A New Approach to Bond Investing
This has been a humbling year for bond fund managers. Rising long-term rates, inflation jitters, the Fed on hold and slumping values of subprime loans are just some of the factors weighing on the bond market. Even star bond managers, such as Pimco's high-profile Bill Gross, have struggled to return 1% so far this year.
Kevin Murphy, a managing director in Putnam Investments' fixed-income division ($65 billion under management), thinks the traditional model of bond investing is fundamentally outmoded. Managers such as Gross tend to make big-picture calls on the economy and bond market and invest accordingly. Sometimes they get it right; other times, such as this year, they make some bad calls.
Putnam has moved away from this top-down approach because it has concluded that today's diversity and complexity of the bond market is too much for one brain to handle. A company generally trades only one class of common stock, but it may have a dozen different bonds. How many bond managers really understood the risks in the subprime bond market? "The best way is to take away the star manager who makes all the calls," says Boston-based Murphy.
Instead, Putnam's approach is more like that of a bottom-up stock picker. Murphy describes the typical bond fund as 80% top-down calls and 20% bottom-up security selection. Putnam's approach is the reverse: 20% big picture and 80% bond selection. It makes lots of small bets in a diversified pool of securities that it believes have a high probability of paying off. "If you spend the time to analyze individual bonds, you can find hidden gems," says Murphy. An army of 110 bond specialists, separated by the sectors they focus on, drill down into individual issues.

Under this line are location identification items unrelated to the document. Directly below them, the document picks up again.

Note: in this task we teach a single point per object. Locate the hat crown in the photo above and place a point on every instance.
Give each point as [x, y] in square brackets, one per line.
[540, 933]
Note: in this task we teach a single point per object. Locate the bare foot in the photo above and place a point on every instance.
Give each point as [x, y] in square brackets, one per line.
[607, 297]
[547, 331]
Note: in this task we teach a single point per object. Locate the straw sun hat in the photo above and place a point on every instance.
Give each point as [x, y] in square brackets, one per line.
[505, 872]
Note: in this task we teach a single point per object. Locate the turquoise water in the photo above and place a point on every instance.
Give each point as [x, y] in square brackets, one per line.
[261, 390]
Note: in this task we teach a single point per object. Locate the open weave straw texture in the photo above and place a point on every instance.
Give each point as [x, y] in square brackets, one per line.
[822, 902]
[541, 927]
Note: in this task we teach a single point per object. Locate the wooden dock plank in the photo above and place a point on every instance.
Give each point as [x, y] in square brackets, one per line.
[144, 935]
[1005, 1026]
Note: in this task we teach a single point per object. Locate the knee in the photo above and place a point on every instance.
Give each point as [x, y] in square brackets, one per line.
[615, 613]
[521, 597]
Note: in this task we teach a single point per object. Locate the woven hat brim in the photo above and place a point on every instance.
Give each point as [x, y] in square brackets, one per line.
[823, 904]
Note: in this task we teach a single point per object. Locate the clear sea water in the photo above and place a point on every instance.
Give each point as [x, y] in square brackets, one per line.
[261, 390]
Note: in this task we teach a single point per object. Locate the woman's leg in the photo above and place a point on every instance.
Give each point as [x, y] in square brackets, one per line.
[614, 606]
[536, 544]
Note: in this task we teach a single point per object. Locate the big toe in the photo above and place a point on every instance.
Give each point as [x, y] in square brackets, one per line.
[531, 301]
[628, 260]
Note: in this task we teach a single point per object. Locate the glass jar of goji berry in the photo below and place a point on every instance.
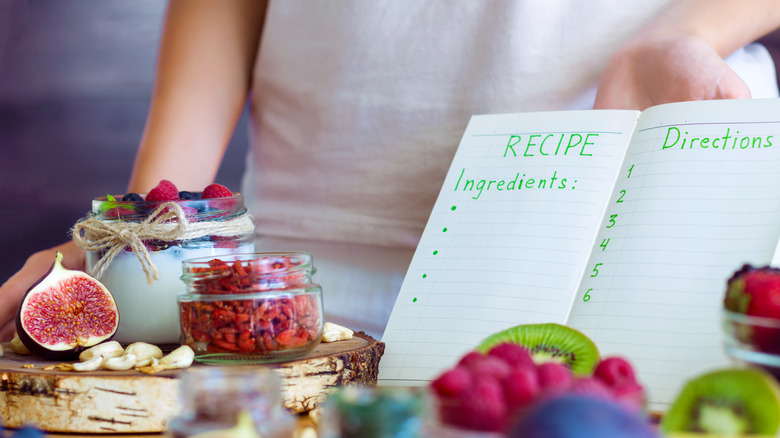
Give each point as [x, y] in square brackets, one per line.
[250, 308]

Putnam is a load family, but it also manages a number of closed-end fixed-income funds that trade like stocks on the exchange. Two diversified bond funds that have held up well this year and have good long-term records are Putnam Premier Income Trust (PPT) and Putnam Master Intermediate Income (PIM). Premier Income, which closed July 13 at $6.55 per share, sells at a 9% discount to net-asset value and yields 5.5%. Intermediate Income, which closed at $6.51, trades at a 7% discount and also yields 5.5%. Neither fund employs leverage.